Cuando te encuentres abrumado por la angustia y cuando te avasallen los problemas y creas que no tienes salida, procura respirar profundamente y serenarte. No te precipites en la decisión que tomes. Las decisiones bajo estado de angustia, irritabilidad o ansiedad suelen conducir a errores que luego oprimen la conciencia. Por eso conviene esperar a que vayan desarrollándose los acontecimientos y evolucionando las cosas, salvo que haya que decidir con urgencia irremediable.
A veces conviene consultar y contarlo a alguien de confianza que puede darnos algún dato o punto de vista útil. A veces, aunque no se consulte, conviene serenar la mente y consultarlo con la almohada.
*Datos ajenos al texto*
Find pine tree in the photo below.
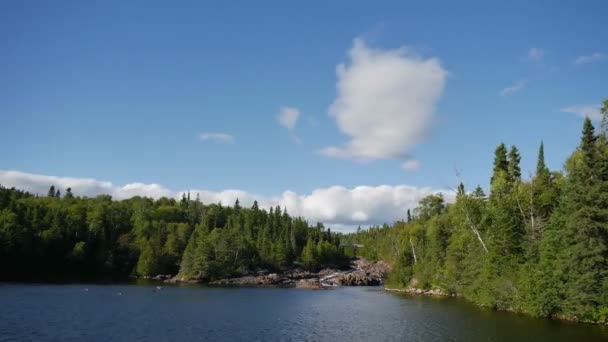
[47,185,55,197]
[508,146,521,183]
[491,143,509,184]
[537,118,608,321]
[65,188,74,198]
[536,140,549,177]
La precipitación no es buena consejera.
No es cuestión de esperar semanas o meses sino horas o días y sobre todo esperar a tener la seguridad de que la respuesta es la apropiada o idónea.
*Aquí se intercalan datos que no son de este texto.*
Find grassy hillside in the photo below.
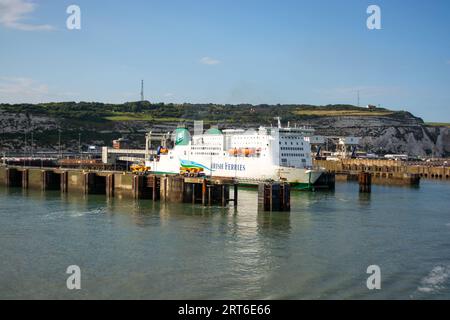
[0,101,418,124]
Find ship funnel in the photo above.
[274,117,281,128]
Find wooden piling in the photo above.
[358,172,372,193]
[258,182,291,211]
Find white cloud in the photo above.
[0,0,53,31]
[0,77,74,103]
[200,57,220,66]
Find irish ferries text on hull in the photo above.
[146,126,324,188]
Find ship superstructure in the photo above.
[146,125,324,188]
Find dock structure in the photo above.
[0,166,238,206]
[315,159,426,186]
[358,172,372,193]
[258,182,291,211]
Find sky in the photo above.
[0,0,450,122]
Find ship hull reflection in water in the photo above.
[0,182,450,299]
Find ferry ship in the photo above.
[145,124,325,189]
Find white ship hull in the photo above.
[148,154,324,188]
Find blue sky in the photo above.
[0,0,450,122]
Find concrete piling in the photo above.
[0,167,238,206]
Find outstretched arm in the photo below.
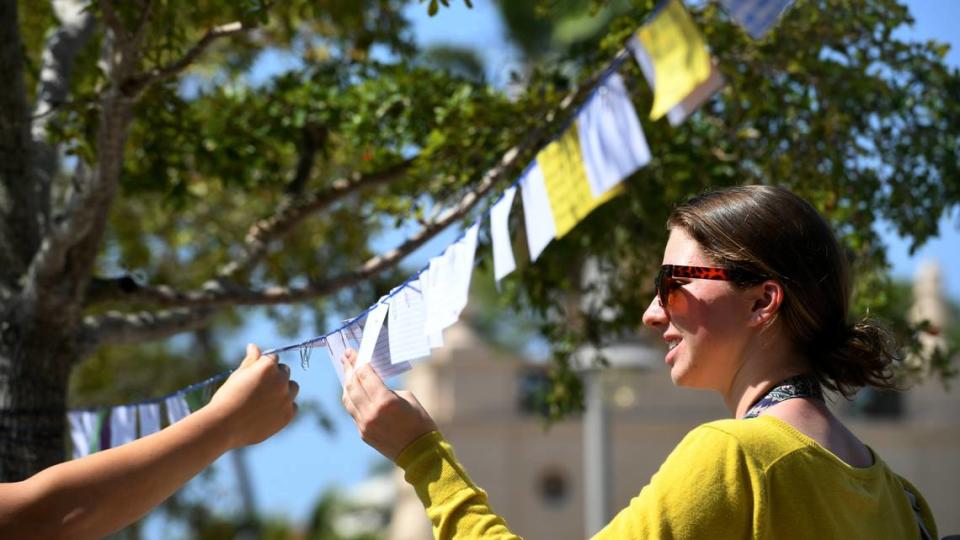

Decidir en caliente no quiere decir que nos equivoquemos con seguridad, pero es más seguro decidir con tranquilidad y con serenidad dentro de lo posible.
Los demasiado impulsivos y demasiado emocionales, los hiperactivos, tienen mayor tendencia a la precipitación: les cuesta mucho, además de morderse la lengua, pararse a valorar los pros y contras impulsados por la urgencia o por el imperativo del estado emocional por el que atraviesan.
Quienes se acostumbran a valorar las consecuencias de sus actos, que son los menos, tienen más probabilidad de superar el impulso, aunque si están irritados o enfadados, también tienen dificultad para frenarse.
Y no se crea que esto de decidir o no en caliente se refiere a grandes o medianas decisiones. Cualquier decisión pequeña puede generar un torbellino y los consiguientes daños colaterales.
Respirar, esperar, calmarse y serenarse antes de hablar o actuar son actitudes altamente recomendables. Y suele acertar quien las practica.